February 5, 2019 -
The last six months have been an exciting time for the NSCA. With the rollout of the education program accreditation initiative, as well as some new projects that are ongoing, the NSCA staff and volunteers have been busier than ever.
Most recently, at the Coaches Conference in Indianapolis in early January, the NSCA Board of Directors took the next steps in the education program accreditation process by approving a short list of candidates to serve on the inaugural accreditation board. We are currently interviewing those individuals and will make our final selections public sometime in February. This group of individuals will set the standards for the knowledge, skills, and abilities that need to be taught in bachelor’s degree curricula nationwide, as well as establish the process for an academic program to achieve accreditation. These actions will enable current degree programs with an emphasis in strength and conditioning to make the needed adjustments to their existing curricula in order to be ready when the actual program accreditation process begins in 2022.
In addition, the NSCA has worked with the NCAA and the CSCCa to create and endorse the “Interassociation Consensus Recommendation: Preventing Catastrophic Injury and Death in College Student-Athletes.” With the seemingly increasing number of tragic deaths related to sports conditioning, this position paper will send a clear message to athletic administrations and the public about the need for strong actions to prevent these occurrences from ever happening again. The NSCA will be publishing its version of the document, which will contain additional specific examples and recommendations, in both the Journal of Strength and Conditioning Research and the Strength and Conditioning Journal in the coming months.

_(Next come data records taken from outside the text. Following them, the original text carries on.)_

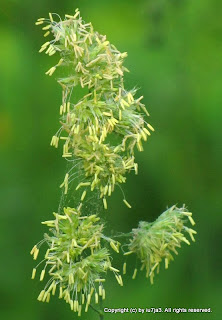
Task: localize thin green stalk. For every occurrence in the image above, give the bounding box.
[89,303,104,320]
[99,298,104,320]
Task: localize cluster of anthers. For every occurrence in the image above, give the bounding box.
[123,205,197,284]
[30,207,122,315]
[36,9,154,210]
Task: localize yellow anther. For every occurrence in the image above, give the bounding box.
[87,293,91,305]
[78,305,82,316]
[33,248,39,260]
[188,215,195,226]
[103,198,107,210]
[99,285,102,296]
[41,220,55,227]
[73,9,80,19]
[134,163,138,174]
[42,291,48,302]
[85,303,89,312]
[123,251,133,256]
[132,268,137,279]
[37,290,45,301]
[147,123,155,131]
[115,274,122,285]
[49,12,53,22]
[42,25,51,30]
[39,47,46,53]
[57,58,64,66]
[45,66,56,76]
[121,99,130,107]
[70,300,74,310]
[43,30,50,38]
[110,241,119,253]
[52,283,56,295]
[81,190,87,201]
[143,127,151,136]
[95,278,106,282]
[95,292,99,304]
[59,287,63,299]
[110,266,119,272]
[165,258,169,269]
[141,130,147,141]
[182,237,190,245]
[31,268,36,279]
[118,275,123,286]
[41,41,50,48]
[104,185,108,195]
[123,262,127,275]
[103,112,112,116]
[45,249,50,258]
[108,185,112,196]
[46,293,50,303]
[30,245,37,255]
[67,252,70,263]
[123,199,132,209]
[35,21,44,25]
[65,14,75,19]
[40,269,45,281]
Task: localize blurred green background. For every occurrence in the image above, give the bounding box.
[0,0,221,319]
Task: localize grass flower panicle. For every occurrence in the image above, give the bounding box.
[35,10,154,208]
[32,8,197,317]
[124,205,197,284]
[30,207,122,313]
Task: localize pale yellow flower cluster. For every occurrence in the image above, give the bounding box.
[36,9,154,210]
[124,205,197,284]
[30,207,122,315]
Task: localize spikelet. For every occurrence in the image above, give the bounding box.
[31,207,121,312]
[126,206,197,284]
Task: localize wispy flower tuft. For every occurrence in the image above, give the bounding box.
[30,207,122,314]
[124,205,197,284]
[35,9,154,209]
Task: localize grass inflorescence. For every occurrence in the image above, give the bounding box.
[36,9,154,210]
[123,205,197,284]
[30,207,122,315]
[31,8,197,317]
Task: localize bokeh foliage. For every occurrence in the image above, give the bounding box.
[0,0,221,319]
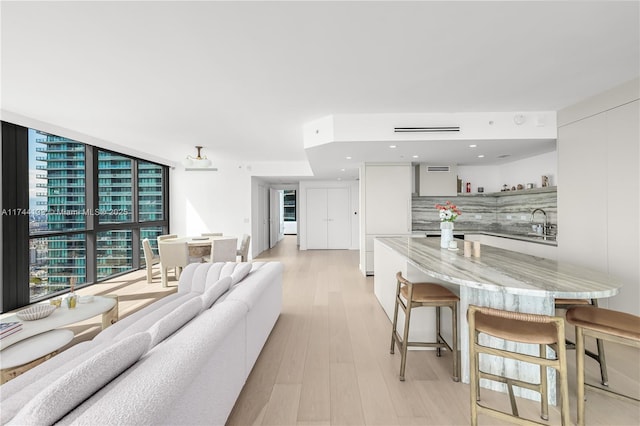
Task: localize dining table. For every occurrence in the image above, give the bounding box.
[163,235,237,258]
[373,236,623,404]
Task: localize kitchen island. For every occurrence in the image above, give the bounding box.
[374,236,622,403]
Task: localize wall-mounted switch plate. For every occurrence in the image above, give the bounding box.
[520,215,528,220]
[506,215,512,220]
[475,215,481,219]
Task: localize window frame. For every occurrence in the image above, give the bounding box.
[1,121,170,312]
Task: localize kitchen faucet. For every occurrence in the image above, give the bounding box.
[530,208,547,234]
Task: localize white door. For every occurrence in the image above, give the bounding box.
[306,188,328,249]
[327,188,350,249]
[306,187,350,249]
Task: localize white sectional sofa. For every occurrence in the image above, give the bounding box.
[0,261,283,426]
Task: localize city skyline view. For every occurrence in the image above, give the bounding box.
[27,129,165,301]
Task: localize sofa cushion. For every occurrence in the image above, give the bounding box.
[148,297,203,348]
[57,301,249,426]
[94,292,198,343]
[8,332,151,426]
[201,276,233,310]
[226,262,283,310]
[230,262,252,284]
[0,341,99,425]
[176,262,201,293]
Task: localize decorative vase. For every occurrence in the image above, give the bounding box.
[440,221,454,249]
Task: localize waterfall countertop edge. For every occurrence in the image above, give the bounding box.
[375,237,621,299]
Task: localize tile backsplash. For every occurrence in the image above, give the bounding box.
[412,188,557,235]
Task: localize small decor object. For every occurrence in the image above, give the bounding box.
[541,175,550,187]
[49,298,62,308]
[477,187,484,193]
[473,241,481,257]
[517,184,524,190]
[436,201,461,249]
[463,240,472,257]
[16,304,57,321]
[67,277,77,309]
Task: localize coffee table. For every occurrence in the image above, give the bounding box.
[0,295,118,350]
[0,295,118,382]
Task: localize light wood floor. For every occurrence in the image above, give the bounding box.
[45,235,640,425]
[227,235,640,426]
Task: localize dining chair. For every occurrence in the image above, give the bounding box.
[158,241,190,287]
[142,238,160,283]
[204,237,238,263]
[157,234,177,241]
[237,234,251,262]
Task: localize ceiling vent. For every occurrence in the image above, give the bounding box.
[394,126,460,133]
[426,166,451,172]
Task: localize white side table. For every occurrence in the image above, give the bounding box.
[0,329,74,383]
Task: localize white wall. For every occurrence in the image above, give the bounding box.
[170,162,252,242]
[457,150,558,194]
[171,159,312,260]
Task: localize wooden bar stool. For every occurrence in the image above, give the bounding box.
[468,305,570,426]
[390,272,459,382]
[555,298,608,385]
[566,306,640,426]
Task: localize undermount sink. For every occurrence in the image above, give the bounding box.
[526,232,556,241]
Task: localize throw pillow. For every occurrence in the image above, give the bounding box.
[201,276,232,310]
[9,332,151,426]
[230,262,252,284]
[148,297,202,348]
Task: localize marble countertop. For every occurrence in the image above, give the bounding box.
[376,237,621,298]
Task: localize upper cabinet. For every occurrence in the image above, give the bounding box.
[417,164,458,196]
[364,164,413,235]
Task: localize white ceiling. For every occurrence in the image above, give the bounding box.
[2,1,639,182]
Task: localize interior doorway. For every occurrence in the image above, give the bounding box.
[283,190,297,235]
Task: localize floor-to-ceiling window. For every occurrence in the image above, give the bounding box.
[28,130,87,299]
[2,122,169,312]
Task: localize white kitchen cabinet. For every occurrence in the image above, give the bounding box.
[306,187,351,249]
[361,163,412,274]
[558,79,639,315]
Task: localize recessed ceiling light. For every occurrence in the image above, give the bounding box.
[469,144,477,148]
[345,156,352,160]
[340,168,345,172]
[412,155,419,159]
[389,145,397,149]
[478,154,485,158]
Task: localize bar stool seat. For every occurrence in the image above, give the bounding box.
[390,272,460,382]
[566,306,640,426]
[555,298,608,385]
[468,305,570,426]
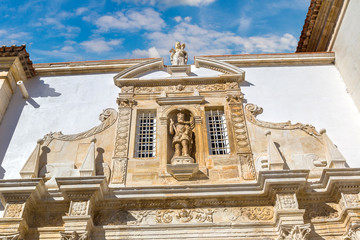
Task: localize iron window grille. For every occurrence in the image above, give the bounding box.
[135,111,156,158]
[206,109,230,155]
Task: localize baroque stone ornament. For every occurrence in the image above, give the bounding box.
[51,108,117,141]
[60,231,88,240]
[344,222,360,240]
[70,201,88,216]
[117,97,136,108]
[170,41,188,65]
[4,203,23,218]
[245,104,321,137]
[169,111,195,164]
[156,209,214,224]
[276,194,298,210]
[278,224,311,240]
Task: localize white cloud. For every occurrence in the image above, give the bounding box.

The NSCA is also well underway to creating a new certification in Sports Science. We hope to further define what sports science really is, as there is a range of possible professional paths from research to practice that relate to sports science. Traditionally, “sports science” has been the domain of researchers, but in recent years there has been a shift in professional and collegiate athletics towards hiring individuals as “high performance directors” or with other similar titles, who are focused on the application of science for direct monitoring and improvement of performance. These individuals often come out of strength and conditioning so we feel that this is an area worth exploring and helping to develop.
Technology has also been at the forefront of many of the latest initiatives to make strength and conditioning knowledge more accessible. From the redesign of the NSCA website to the live streaming of conference talks for both domestic and international conferences, we have been able to extend our reach beyond expectations. For example, for the last two major conferences worldwide (Coaches Conference and NSCA-Japan Annual Conference), between 25 and 35% of the total attendees were “virtual”, as these individuals live-streamed the event. Because of this success, we are examining ways to improve even more upon the great delivery of conference content.
Overall, we have been growing a community of committed strength and conditioning professionals, as evidenced by the increase in meeting attendance, the highest recertification rate in recent memory, and unprecedented numbers of members volunteering for leadership positions. The NSCA’s greatest resource is you, the member, and we thank you for your support!